La brisa de
medianoche me roza de perfil, fresca y suave. Me recuerda a noches de primavera
donde todo era más etéreo.
Observo el café
hervir. En un segundo, el aroma de la brisa nocturna se mezcla con el aroma del
café, y entonces cierro los ojos.
No entiendo bien
cómo es que la gente necesita cafeteras caras y aires acondicionados para
sentirse plena. No entiendo nada de lo que me rodea.

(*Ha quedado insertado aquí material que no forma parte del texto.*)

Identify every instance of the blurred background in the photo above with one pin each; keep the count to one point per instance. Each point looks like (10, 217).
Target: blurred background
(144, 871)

Jamás.
Me teletransporto
a otro lugar por segundos, ahí donde no
hay edificaciones ni intervenciones humanas y donde la brisa corre libre sin
obstáculos ni estructuras que la frenen.
Deseo tanto ser la
brisa en ese momento.
Apago el fuego.
Dedico toda mi
atención a volcar el café en la taza –porque detesto derramar café sobre la
mesada- y finalmente me pregunto:
¿Qué sentido tiene
todo esto de vivir?
Me rindo. Me dejo
invadir por ese vacío existencial tan vacío.
Pero me reconforta
poder finalmente preguntarme lo que estuve queriendo preguntarme todo el día, y
no me animaba.
Porque no hay
actitud más conformista y estúpidamente feliz que la constante evasión
individual de ese ser que no es
consciente de su “estar-siendo” en un mundo que “es” en sí mismo por fuera de
aquél ser enajenado.
Y ya sabemos lo que
hace la felicidad en los seres humanos.